Mirand v. City of New York, 84 N.Y.2d 44, 49 (1994). So while a school may not be liable for every injury caused by a student, it will be liable if the injury was the result of inadequate supervision. What’s more, since Xavier’s is a residential school, this duty is basically continuous, because “Ordinarily, the duty of care imposed on a school district, and in this case a private school, terminates upon a student’s release from their physical custody.” David XX v. Saint Catherine’s Center for Children, 699 N.Y.S.2d 827, 830 (App. Div. 1999).
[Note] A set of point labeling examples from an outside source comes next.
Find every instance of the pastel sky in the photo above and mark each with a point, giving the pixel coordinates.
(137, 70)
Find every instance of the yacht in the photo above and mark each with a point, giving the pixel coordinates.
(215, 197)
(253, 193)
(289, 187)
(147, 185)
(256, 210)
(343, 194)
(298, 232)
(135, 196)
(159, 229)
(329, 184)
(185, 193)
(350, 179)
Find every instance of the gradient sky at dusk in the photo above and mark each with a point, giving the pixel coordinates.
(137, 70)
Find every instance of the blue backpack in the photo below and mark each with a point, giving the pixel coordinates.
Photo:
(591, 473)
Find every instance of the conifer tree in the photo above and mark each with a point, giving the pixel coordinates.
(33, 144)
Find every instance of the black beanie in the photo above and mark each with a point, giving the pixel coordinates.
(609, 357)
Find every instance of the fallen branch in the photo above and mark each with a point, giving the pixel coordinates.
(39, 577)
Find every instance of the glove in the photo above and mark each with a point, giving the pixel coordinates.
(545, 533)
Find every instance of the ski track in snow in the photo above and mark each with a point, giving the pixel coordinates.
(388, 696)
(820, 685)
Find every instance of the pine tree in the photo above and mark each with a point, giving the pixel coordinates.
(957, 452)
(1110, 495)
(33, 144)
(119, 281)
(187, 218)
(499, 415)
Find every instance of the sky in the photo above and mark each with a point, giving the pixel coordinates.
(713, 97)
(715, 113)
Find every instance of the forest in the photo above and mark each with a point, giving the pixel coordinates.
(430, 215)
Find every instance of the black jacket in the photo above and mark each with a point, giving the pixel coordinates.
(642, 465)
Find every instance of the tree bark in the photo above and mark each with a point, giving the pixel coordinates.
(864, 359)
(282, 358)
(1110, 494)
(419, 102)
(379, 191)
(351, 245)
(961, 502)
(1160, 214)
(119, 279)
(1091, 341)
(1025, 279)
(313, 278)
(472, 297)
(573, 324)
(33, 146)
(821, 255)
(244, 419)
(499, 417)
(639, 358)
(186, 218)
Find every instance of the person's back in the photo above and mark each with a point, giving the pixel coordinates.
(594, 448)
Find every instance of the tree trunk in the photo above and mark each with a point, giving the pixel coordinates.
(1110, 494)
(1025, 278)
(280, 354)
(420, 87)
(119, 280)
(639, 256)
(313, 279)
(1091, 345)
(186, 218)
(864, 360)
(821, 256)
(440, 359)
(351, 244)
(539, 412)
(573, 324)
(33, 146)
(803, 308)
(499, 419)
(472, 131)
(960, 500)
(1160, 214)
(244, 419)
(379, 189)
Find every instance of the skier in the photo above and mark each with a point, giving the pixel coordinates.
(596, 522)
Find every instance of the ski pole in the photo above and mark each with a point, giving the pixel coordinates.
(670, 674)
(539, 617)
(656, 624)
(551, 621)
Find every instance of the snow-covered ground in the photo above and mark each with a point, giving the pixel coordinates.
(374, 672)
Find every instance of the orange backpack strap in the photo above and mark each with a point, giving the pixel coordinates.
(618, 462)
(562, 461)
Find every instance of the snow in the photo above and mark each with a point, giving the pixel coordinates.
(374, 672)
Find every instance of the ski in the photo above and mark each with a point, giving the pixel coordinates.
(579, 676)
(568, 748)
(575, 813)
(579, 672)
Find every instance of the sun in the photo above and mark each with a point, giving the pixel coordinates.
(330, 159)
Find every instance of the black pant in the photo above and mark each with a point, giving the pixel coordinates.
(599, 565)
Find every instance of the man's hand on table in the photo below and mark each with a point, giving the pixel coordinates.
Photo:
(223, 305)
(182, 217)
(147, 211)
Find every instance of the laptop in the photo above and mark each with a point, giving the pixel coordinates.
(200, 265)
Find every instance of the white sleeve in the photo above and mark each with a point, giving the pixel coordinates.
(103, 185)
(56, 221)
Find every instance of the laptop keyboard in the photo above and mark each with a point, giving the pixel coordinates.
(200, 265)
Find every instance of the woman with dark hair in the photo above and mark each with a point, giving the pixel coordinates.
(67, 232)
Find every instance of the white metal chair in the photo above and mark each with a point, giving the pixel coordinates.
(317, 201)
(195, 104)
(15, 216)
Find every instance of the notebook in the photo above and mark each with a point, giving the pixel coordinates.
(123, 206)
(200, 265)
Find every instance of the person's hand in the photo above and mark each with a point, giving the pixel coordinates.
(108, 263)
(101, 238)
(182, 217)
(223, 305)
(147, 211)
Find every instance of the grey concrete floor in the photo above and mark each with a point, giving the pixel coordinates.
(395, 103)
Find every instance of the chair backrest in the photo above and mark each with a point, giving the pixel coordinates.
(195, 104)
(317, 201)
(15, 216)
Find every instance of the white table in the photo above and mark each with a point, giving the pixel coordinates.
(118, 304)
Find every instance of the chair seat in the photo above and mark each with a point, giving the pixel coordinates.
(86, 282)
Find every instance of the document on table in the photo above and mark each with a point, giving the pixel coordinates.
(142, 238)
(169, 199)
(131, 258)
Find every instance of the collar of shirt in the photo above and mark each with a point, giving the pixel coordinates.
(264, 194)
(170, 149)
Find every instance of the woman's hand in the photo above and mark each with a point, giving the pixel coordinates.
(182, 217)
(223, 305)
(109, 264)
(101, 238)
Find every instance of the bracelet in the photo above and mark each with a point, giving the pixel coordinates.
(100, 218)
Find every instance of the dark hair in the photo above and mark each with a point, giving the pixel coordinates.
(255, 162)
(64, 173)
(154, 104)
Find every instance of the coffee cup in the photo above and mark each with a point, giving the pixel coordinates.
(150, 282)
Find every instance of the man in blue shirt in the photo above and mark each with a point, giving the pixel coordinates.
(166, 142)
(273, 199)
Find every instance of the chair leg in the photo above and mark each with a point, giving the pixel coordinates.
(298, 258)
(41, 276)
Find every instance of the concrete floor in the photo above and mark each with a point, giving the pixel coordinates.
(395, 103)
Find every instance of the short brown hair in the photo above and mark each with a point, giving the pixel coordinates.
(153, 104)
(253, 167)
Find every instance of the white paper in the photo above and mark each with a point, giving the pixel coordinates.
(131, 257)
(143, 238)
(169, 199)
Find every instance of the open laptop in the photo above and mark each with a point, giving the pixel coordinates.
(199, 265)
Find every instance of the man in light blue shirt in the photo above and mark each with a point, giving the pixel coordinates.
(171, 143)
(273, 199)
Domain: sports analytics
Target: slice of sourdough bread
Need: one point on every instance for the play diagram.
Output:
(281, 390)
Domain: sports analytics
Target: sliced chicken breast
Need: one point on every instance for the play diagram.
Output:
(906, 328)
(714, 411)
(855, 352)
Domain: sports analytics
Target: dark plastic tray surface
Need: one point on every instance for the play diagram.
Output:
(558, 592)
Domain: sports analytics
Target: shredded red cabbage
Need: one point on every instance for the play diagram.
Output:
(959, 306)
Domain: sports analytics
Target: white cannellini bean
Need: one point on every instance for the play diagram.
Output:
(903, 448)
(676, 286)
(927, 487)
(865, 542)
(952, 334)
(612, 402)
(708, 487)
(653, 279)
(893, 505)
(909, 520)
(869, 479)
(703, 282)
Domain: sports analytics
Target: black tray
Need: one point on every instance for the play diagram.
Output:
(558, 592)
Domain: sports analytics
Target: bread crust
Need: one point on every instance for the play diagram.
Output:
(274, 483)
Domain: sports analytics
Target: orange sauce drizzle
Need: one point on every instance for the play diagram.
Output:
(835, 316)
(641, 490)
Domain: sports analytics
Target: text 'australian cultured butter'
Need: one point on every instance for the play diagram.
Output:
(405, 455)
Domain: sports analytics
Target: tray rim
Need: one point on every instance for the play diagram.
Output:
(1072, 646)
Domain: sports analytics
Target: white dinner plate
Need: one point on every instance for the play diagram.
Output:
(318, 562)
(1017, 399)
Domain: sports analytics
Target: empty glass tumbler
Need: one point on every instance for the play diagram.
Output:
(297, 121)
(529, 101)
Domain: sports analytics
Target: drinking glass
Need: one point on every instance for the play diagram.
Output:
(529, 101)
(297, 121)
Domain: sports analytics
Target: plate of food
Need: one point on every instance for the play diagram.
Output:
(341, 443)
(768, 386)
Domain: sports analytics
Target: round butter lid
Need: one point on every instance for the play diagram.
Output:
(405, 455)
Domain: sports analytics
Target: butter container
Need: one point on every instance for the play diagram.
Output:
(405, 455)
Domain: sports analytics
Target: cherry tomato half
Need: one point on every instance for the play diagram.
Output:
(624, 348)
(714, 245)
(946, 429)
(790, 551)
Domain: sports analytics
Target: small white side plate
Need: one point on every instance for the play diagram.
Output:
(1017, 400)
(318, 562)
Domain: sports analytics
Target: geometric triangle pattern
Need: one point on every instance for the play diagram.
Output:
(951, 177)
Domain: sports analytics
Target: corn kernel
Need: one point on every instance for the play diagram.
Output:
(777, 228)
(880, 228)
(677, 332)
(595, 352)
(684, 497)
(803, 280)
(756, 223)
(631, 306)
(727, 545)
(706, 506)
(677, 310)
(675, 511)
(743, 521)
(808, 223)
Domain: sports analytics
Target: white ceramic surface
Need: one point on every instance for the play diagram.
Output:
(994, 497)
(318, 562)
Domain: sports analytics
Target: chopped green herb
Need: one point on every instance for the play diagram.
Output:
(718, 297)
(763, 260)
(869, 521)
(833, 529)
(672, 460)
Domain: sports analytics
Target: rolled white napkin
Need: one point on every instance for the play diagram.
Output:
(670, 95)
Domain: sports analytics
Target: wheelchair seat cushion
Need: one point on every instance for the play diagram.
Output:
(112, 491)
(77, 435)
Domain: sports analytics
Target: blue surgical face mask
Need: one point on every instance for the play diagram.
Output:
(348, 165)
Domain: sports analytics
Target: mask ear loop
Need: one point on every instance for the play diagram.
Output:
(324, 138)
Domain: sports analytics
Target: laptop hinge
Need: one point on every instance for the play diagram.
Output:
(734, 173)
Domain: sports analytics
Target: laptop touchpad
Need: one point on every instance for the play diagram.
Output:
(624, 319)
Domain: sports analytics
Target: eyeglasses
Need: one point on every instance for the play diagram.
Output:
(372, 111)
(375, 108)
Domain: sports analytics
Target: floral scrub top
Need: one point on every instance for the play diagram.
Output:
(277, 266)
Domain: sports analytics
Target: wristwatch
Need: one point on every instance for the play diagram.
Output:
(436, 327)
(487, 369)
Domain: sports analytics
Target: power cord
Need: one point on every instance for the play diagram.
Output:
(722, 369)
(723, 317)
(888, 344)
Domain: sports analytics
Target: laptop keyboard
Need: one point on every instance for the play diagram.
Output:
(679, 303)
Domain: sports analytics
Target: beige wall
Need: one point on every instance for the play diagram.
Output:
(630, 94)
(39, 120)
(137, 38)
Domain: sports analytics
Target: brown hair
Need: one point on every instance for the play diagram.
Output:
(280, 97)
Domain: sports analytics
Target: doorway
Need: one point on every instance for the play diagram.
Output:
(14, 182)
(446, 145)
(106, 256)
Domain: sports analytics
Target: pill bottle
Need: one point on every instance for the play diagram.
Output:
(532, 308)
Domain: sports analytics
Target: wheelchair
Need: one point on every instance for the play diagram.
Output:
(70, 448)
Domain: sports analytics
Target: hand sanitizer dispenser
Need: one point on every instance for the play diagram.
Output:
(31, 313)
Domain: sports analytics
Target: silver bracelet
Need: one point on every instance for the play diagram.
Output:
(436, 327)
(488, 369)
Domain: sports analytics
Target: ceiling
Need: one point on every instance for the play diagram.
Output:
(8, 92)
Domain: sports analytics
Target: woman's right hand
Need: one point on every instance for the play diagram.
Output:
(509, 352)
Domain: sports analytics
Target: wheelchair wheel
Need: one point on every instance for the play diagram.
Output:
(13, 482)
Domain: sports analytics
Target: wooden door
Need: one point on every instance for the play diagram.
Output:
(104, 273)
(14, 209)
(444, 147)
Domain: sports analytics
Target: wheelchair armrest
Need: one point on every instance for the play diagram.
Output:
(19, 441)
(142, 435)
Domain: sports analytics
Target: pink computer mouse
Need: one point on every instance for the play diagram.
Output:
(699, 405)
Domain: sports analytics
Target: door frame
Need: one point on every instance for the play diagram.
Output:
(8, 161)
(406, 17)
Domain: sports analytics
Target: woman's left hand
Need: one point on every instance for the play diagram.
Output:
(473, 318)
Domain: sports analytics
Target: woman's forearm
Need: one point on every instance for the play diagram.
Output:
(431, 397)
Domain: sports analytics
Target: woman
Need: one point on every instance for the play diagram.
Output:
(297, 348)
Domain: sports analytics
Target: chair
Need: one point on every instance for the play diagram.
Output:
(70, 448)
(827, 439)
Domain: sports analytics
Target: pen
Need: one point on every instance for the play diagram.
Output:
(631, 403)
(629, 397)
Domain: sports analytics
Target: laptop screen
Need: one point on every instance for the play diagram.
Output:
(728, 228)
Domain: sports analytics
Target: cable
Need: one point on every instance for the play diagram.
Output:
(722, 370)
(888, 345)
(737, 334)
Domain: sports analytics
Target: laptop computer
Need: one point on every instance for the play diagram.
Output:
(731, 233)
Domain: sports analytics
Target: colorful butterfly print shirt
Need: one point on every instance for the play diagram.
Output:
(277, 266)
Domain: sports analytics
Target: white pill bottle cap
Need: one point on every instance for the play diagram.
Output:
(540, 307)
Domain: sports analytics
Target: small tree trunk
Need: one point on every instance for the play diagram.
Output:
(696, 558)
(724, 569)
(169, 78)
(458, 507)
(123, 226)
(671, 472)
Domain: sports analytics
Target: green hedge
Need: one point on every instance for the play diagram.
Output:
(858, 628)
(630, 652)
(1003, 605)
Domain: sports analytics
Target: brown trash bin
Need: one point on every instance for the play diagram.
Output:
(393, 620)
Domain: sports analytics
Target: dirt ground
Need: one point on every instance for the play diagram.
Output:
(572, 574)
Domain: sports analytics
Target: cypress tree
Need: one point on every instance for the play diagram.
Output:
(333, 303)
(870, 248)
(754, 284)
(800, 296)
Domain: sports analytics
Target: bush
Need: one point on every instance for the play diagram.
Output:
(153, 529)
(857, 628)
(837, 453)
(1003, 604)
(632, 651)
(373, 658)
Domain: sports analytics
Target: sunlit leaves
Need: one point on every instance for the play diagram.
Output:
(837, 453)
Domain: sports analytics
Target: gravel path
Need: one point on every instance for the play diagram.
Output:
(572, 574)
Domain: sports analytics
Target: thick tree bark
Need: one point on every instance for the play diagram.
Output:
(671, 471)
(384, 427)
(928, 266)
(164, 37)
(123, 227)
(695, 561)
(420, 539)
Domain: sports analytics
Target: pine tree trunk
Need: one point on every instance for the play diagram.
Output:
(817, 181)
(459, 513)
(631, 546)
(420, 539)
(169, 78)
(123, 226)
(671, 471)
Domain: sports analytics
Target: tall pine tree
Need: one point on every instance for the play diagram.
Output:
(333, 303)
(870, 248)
So the school’s liability will ultimately come down to whether the teachers and staff acted reasonably and whether the injury was foreseeable. If the teachers follow all the right protocols but a superpowered delinquent blows up the school, well, that’s tough. Similarly, a random attack by evil mutants may be unforeseeable, so it doesn’t really matter whether the school took reasonable precautions to protect the students from such an attack or not.
II. Personal Liability
“A school district, like any other employer, may be held vicariously liable under the doctrine of respondeat superior for a tort committed by an employee in the course of the performance of the employee’s duties.” Mary KK v. Jack LL, 611 N.Y.S.2d 347, 348 (App. Div. 1994). Of course, the employee is also still liable (and the employer can turn around and seek compensation from the employee for any damages the employer has to pay out), but most plaintiffs prefer to sue the party with deeper pockets.
But as the quote suggests, the employer is only liable under certain circumstances. As the Mary KK court said, “What constitutes the scope of employment is generally a jury question, but” there are some guidelines. “An act falls within the scope of an employee’s duties when the employee is doing his master’s work, no matter how irregularly, or with what disregard of instructions. On the other hand, there is no respondeat superior liability for torts committed for personal motives unrelated to the furtherance of the employer’s business.” Murray v. Watervliet City School Dist., 515 N.Y.S.2d 150, 152 (App. Div. 1987). More specifically, courts and juries look at factors such as:
the connection between the time, place and occasion for the act; the history of the relationship between employer and employee as spelled out in actual practice; whether the act is one commonly done by such an employee; the extent of departure from normal methods of performance; and whether the specific act was one that the employer could reasonably have anticipated
Riviello v. Waldron, 47 N.Y.2d 297, 303 (1979). Sometimes the school might be vicariously liable, but it won’t be liable for the actions of “rogue” (no pun intended) employees.
We certainly hope Xavier’s has a serious insurance policy (or three). Not only could it be sued, but it’s a magnet for serious injuries. Waivers can help for voluntary activities, but not there are limits to what can be waived. Of course, if the school goes beyond negligence and into the realm of gross negligence or intentional misconduct then its insurer may not cover it at all.